The Web is Becoming More Proprietary and Means for Accessing the Web Likewise (Now With DRM and With Limited — by Design — Compatibility)

Posted in DRM, Google, Microsoft, Standard at 3:21 am by Dr. Roy Schestowitz

It’ll get harder to stay a “Gnu”

Wildebeest and Zebras in the Maasai Mara
The first time I installed IceCat was about 15 years ago (it was still difficult to install); Mozilla has changed its spots since, so more Firefox alternatives may be needed

Summary: The Web is becoming a sordid jungle of Google-oriented proprietary browsers with DRM built in; this is a very sad situation and various people are increasingly sounding the alarm about it

THE LATE 90s were terrible for the World Wide Web. All the major Web browsers were proprietary (I used Netscape when it was still primitive, but I cannot recall the exact version number; prior to that I used pre-Netscape browsers, which were light and surprisingly simple although good enough to enter every Web site). Years later I used Konqueror, which I still use today, along with Falkon/QupZilla (the latter on older machines). Sometimes, especially when it comes to WordPress, I use Firefox too (I was a very early adopter of it, some time around spring of 2004 when the name “Firefox” was set in stone; I used “Mozilla” prior to that, along with Konqueror in S.u.S.E. 8.3). I’ve tried almost every browser over the years (as part of my job I had to test compatibility). Chromium is of no interest to me and the monoculture that develops around it reminds me of the MSIE monopoly days. Sure, it’s Google as opposed to Microsoft, but the threat is still real and oughtn’t be underestimated. Google plays a big role in insertion of DRM into Linux (yes, the kernel itself). Thanks for nothing, Google! You’re part of the problem and your bribes don’t sufficiently disguise that.

“Chromium is of no interest to me and the monoculture that develops around it reminds me of the MSIE monopoly days.”Mozilla Firefox is not inherently bad, but when shipped by Mozilla (not via Debian, which I use, as an ESR) it contains some bad things. Thankfully there are forks and branches of Firefox, including some that are (or were) associated with the GNU Project. I’ve used a few over the years. Some projects like WaterFox are in fact connected to surveillance giants and should thus be shunned (same surveillance company that covertly runs Startpage), so not everything Gecko-based is harmless. Mozilla really blew it with XUL because it betrayed a lot of developers and yesterday it revealed plans to charge extension developers (basically volunteers) to become visible.

Not a good direction. Is that like some new effort at finding a business model? Charging developers to participate or get more hits/users?

A lot of people don’t seem to understand that Chromium-derived browsers are “proprietary garbage”, as Derek explains in this new video.
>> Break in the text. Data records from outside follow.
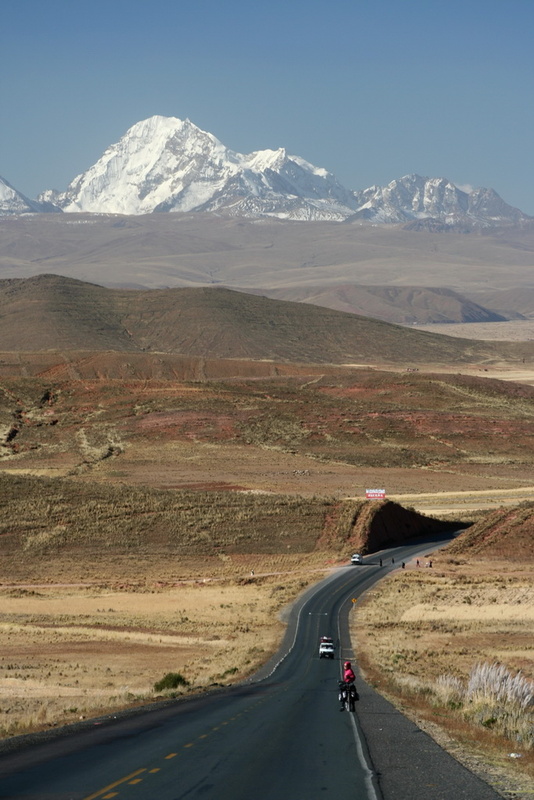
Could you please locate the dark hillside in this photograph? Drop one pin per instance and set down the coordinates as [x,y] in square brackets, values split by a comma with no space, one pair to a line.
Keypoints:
[505,534]
[50,312]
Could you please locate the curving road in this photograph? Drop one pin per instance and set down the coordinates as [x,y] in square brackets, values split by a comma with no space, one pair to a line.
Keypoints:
[278,737]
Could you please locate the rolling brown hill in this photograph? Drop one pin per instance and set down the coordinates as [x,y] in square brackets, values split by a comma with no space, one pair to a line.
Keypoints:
[50,312]
[179,250]
[398,304]
[505,534]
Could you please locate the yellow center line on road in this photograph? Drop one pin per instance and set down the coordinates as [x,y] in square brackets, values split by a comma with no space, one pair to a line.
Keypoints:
[100,792]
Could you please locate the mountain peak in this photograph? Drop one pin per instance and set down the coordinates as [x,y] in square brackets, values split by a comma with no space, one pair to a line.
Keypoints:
[169,164]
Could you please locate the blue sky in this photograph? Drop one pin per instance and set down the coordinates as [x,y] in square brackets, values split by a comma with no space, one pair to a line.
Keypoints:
[369,90]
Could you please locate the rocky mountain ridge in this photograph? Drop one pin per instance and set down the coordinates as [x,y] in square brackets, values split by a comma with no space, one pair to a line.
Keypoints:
[170,165]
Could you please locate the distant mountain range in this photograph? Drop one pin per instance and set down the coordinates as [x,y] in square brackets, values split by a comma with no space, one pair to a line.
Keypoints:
[167,164]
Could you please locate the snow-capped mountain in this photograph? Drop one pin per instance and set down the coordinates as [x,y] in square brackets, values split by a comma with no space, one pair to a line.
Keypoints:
[169,164]
[14,202]
[417,198]
[166,164]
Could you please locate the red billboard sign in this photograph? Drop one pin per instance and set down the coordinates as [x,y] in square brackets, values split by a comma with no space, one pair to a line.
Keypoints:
[375,494]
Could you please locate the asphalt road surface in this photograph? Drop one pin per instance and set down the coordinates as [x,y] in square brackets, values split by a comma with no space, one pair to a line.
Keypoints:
[278,737]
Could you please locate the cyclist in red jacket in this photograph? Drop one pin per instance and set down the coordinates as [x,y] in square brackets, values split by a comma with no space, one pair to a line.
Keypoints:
[348,674]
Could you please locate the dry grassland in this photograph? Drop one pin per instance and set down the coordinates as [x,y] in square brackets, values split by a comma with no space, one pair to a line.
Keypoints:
[73,651]
[422,635]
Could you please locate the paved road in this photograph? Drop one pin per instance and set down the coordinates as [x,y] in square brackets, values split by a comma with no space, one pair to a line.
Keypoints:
[279,737]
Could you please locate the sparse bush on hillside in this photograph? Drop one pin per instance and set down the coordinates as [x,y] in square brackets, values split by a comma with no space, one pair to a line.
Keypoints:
[172,680]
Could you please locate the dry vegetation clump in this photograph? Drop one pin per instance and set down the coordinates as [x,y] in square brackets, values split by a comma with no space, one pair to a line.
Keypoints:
[78,651]
[454,644]
[48,516]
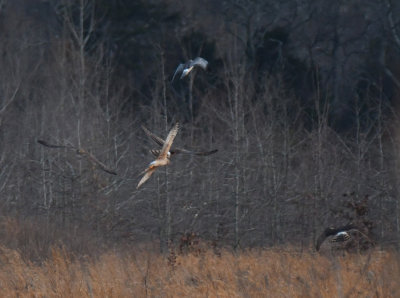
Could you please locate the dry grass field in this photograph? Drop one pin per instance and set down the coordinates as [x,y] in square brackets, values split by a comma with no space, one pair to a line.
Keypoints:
[255,273]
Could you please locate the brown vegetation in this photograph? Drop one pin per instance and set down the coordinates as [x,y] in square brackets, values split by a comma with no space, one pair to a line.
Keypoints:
[254,273]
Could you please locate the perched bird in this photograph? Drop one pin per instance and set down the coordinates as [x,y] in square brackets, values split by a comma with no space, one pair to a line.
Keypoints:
[163,157]
[175,150]
[81,152]
[187,67]
[338,235]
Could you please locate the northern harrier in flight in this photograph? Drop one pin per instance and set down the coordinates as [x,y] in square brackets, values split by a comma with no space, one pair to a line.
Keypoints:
[81,152]
[341,235]
[187,67]
[163,157]
[174,150]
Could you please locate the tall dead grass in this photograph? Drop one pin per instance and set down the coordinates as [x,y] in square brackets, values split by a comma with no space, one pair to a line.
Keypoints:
[256,273]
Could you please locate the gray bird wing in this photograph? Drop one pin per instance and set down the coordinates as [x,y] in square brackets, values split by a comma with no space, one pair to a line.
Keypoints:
[168,141]
[200,62]
[146,177]
[178,70]
[155,138]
That’s true for Opera, Vivaldi, Edge, Chrome and many more.

“Mozilla helped save the (digital) world from MSIE monopoly, which deliberately held back development/advancement of the Web (Microsoft didn’t even bother with newer versions for many years). For that alone we should eternally be grateful to Mozilla.”However, there are pitfalls and gotchas. For instance, Firefox comes with what it calls “telemetry” (basically surveillance) and Google is the default search engine (because Google, a surveillance company, pays for it). Then there’s DRM which is right there ready to be enabled (EME) and there are some side issues such as Firefox hosting sub-projects or components under Microsoft (developed on Microsoft servers, using GitHub). There’s also that concern that Microsoft veterans are now in the board of Mozilla and Facebook veterans are in top management positions. Those are people who came from the surveillance industry, nothing less!

In our Daily Links we include as many links as possible about Mozilla because it’s still important to support this company (it also makes Thunderbird with PGP support after all) and right now all the major alternatives are proprietary and Google-centric.
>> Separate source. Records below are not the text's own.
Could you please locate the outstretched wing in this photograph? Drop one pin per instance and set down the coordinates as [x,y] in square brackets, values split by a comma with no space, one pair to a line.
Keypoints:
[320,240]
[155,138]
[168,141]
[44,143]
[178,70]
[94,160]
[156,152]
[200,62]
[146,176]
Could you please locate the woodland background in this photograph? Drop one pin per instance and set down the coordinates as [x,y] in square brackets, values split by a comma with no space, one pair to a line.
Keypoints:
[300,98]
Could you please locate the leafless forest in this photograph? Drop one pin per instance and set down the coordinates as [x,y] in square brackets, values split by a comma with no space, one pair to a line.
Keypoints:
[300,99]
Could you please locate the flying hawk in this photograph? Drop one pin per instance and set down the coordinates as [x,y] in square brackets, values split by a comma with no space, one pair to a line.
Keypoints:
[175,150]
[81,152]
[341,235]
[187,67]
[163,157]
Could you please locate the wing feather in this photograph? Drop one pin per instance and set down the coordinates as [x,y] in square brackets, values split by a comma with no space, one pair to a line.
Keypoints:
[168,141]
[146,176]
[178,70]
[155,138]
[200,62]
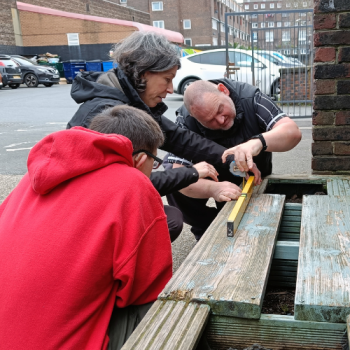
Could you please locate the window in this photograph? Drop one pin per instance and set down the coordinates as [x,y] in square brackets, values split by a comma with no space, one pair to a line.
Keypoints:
[73,39]
[187,24]
[302,35]
[157,6]
[158,24]
[285,35]
[269,37]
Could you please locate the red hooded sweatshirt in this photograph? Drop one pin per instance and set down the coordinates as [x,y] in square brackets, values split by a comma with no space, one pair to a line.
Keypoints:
[81,232]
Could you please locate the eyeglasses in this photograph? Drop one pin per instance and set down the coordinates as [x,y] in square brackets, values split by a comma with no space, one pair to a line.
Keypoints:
[157,161]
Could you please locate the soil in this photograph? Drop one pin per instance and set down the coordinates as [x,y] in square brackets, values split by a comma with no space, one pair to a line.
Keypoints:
[279,301]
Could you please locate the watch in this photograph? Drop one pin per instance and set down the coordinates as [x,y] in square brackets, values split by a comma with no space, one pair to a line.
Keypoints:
[261,138]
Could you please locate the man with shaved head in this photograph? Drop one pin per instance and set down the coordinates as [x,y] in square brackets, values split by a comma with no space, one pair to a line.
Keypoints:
[239,117]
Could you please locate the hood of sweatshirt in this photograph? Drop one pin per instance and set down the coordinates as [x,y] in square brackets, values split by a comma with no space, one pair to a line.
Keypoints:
[66,154]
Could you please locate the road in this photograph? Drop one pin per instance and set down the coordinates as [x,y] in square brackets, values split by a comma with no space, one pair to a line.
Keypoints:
[27,115]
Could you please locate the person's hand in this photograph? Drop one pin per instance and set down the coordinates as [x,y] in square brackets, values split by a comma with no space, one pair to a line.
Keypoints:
[257,175]
[225,191]
[244,154]
[206,170]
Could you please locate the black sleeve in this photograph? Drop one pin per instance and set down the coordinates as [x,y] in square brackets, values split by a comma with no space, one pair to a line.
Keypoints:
[191,146]
[172,180]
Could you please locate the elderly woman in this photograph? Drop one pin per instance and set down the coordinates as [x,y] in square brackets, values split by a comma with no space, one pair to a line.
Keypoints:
[147,64]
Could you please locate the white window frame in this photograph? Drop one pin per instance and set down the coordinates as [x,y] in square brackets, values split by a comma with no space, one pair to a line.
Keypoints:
[156,24]
[269,36]
[160,3]
[184,21]
[188,39]
[286,35]
[73,39]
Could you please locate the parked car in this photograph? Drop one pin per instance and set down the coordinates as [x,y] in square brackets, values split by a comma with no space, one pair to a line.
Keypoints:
[10,72]
[35,74]
[211,64]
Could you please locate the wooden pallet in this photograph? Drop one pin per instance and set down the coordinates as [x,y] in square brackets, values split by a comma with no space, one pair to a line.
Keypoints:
[229,274]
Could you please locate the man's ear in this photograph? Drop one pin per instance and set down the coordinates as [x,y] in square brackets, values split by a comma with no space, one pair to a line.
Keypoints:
[224,89]
[139,160]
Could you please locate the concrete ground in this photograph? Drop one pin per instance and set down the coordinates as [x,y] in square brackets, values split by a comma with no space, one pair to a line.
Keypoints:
[27,115]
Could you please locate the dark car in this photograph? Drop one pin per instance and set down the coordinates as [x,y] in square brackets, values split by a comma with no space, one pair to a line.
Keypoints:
[35,74]
[10,72]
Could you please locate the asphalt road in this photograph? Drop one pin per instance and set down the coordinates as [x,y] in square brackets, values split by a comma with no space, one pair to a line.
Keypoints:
[27,115]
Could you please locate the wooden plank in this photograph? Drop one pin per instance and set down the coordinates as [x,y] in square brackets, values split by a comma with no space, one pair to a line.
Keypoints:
[260,189]
[230,273]
[167,325]
[323,292]
[338,187]
[238,211]
[286,250]
[273,332]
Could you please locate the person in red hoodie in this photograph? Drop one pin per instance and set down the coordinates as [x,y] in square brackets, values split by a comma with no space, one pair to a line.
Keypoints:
[83,231]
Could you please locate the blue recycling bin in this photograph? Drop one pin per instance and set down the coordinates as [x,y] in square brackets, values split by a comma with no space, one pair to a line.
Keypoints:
[72,68]
[95,65]
[107,65]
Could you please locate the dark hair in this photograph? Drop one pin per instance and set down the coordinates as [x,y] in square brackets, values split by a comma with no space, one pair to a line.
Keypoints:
[139,127]
[141,52]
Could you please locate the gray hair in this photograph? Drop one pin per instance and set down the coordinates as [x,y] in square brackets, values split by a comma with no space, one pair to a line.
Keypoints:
[139,127]
[142,52]
[195,93]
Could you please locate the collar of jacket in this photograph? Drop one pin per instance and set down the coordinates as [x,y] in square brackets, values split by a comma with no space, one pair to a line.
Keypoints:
[219,134]
[135,99]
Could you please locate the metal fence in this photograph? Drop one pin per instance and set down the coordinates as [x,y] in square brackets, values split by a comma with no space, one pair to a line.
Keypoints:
[278,58]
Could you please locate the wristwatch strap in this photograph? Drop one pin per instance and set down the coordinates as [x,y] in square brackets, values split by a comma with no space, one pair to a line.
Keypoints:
[262,139]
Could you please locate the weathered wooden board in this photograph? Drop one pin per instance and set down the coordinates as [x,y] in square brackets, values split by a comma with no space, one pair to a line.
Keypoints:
[230,273]
[275,332]
[338,187]
[169,325]
[323,283]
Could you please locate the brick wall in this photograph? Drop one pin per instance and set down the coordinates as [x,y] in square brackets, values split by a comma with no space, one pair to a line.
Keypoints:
[101,8]
[295,83]
[44,30]
[331,119]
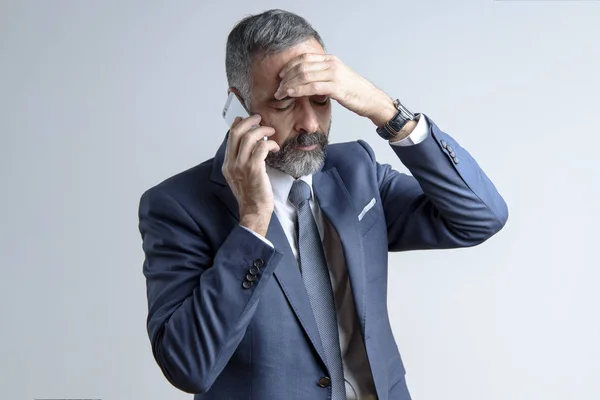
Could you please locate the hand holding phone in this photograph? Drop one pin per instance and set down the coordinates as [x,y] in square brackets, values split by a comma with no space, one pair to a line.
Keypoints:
[235,108]
[244,167]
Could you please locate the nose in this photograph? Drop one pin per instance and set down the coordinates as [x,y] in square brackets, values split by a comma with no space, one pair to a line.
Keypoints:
[306,117]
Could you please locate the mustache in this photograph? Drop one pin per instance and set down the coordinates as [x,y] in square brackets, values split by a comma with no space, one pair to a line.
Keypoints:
[307,139]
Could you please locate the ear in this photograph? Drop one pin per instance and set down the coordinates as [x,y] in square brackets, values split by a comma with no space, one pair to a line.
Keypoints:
[234,90]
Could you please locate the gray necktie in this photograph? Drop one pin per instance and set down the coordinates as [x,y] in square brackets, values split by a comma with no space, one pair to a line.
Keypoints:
[315,275]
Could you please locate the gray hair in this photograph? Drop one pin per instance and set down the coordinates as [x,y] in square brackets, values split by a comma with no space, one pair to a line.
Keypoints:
[264,34]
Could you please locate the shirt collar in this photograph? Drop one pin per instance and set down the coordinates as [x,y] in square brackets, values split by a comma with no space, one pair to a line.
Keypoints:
[282,184]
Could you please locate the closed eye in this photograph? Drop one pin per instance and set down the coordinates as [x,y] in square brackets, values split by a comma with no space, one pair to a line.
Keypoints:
[319,103]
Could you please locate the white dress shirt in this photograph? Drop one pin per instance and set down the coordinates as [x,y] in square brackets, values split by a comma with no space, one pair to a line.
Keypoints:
[357,373]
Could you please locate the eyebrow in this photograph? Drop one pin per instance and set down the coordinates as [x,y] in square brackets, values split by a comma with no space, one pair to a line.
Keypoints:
[274,100]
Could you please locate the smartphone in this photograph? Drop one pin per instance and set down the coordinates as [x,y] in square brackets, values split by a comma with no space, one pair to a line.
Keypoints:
[235,108]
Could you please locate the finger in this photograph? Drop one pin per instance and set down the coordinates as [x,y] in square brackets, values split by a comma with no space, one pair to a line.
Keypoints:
[236,132]
[326,88]
[250,140]
[306,57]
[262,149]
[304,78]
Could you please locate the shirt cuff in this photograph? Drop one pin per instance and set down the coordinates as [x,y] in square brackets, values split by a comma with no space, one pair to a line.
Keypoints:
[259,236]
[418,134]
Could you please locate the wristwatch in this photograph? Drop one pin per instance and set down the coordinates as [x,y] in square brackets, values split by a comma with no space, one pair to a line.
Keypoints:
[391,128]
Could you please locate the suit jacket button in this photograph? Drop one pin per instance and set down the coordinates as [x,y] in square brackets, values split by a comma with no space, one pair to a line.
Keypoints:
[247,284]
[324,381]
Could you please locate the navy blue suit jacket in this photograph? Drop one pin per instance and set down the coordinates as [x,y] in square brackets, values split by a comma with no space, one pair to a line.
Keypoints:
[216,338]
Mozilla helped save the (digital) world from MSIE monopoly, which deliberately held back development/advancement of the Web (Microsoft didn’t even bother with newer versions for many years). For that alone we should eternally be grateful to Mozilla.
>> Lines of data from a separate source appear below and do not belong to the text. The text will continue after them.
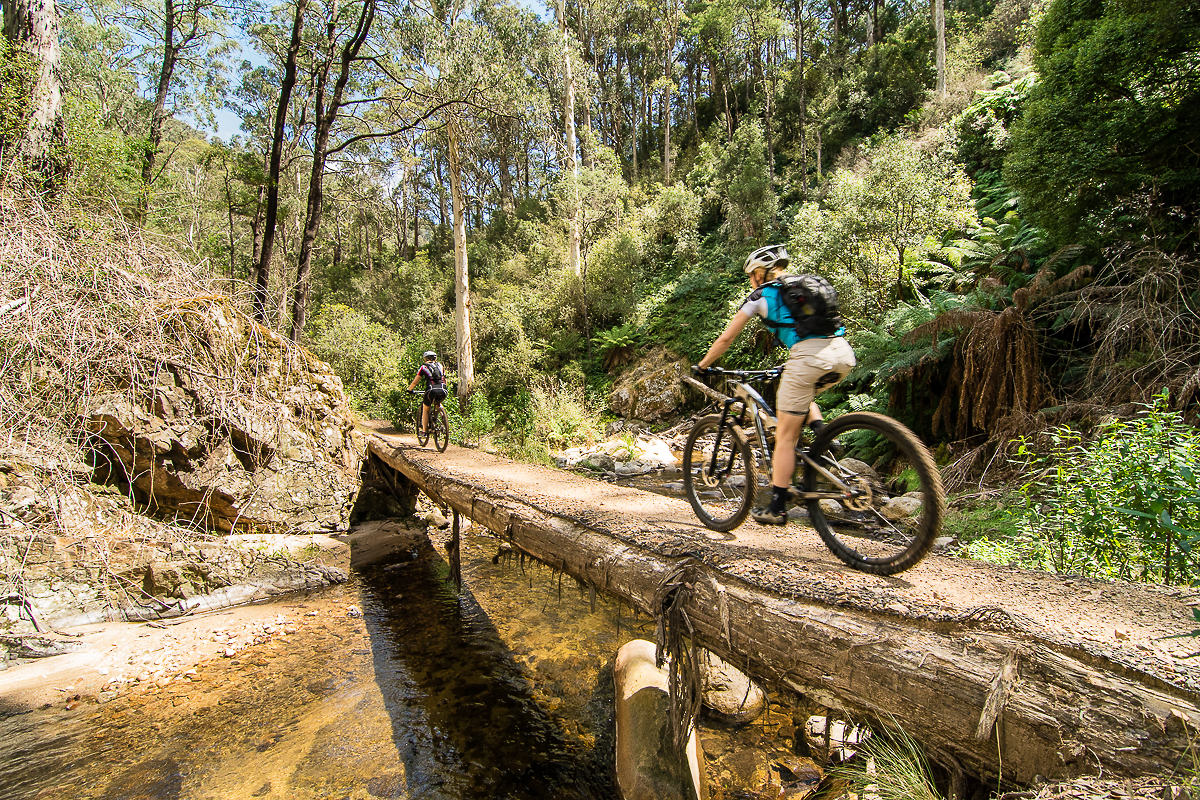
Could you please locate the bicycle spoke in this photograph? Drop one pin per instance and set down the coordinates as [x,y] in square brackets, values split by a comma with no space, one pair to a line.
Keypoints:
[882,519]
[719,475]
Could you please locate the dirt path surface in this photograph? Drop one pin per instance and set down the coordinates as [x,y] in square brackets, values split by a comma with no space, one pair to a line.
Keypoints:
[1132,626]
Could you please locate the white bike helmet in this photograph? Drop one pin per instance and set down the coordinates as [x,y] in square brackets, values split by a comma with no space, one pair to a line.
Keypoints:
[766,258]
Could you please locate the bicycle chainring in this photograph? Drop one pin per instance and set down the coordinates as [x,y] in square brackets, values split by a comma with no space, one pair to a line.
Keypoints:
[862,497]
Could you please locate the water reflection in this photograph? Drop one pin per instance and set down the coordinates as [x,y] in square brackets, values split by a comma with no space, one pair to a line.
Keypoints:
[463,711]
[499,693]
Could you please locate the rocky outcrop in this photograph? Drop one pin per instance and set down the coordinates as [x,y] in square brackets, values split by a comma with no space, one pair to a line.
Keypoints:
[624,457]
[271,445]
[651,391]
[729,693]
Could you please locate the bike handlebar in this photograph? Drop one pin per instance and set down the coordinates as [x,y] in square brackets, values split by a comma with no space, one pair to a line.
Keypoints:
[747,374]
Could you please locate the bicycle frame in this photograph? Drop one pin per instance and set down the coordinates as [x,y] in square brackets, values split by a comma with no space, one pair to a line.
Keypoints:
[757,408]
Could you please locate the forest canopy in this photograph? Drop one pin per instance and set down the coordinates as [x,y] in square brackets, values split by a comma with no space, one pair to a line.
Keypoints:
[1003,191]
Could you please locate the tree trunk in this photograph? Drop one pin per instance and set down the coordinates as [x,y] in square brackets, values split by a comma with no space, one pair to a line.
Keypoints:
[323,120]
[768,109]
[983,689]
[461,278]
[573,163]
[502,130]
[31,26]
[159,112]
[804,101]
[263,264]
[940,28]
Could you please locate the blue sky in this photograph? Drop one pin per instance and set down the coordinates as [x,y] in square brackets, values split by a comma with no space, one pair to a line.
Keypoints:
[229,124]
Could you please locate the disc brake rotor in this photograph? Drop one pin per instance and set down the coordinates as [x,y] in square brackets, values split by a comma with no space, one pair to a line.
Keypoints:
[861,497]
I will, for the time being, keep Firefox installed and use it to compose/publish posts (for 4 years prior to today I used QupZilla to do this). Mozilla relies on the goodwill of geeks and their eagerness to promote it to friends/family. My wife only uses Firefox because I advised her to avoid Google. If Mozilla messes up and throws away all this goodwill (to appease the wrong groups/interests), its market share will continue to erode. Putting Microsofters inside your board is a breach of trust, as was this move. Who are you trying to impress these days?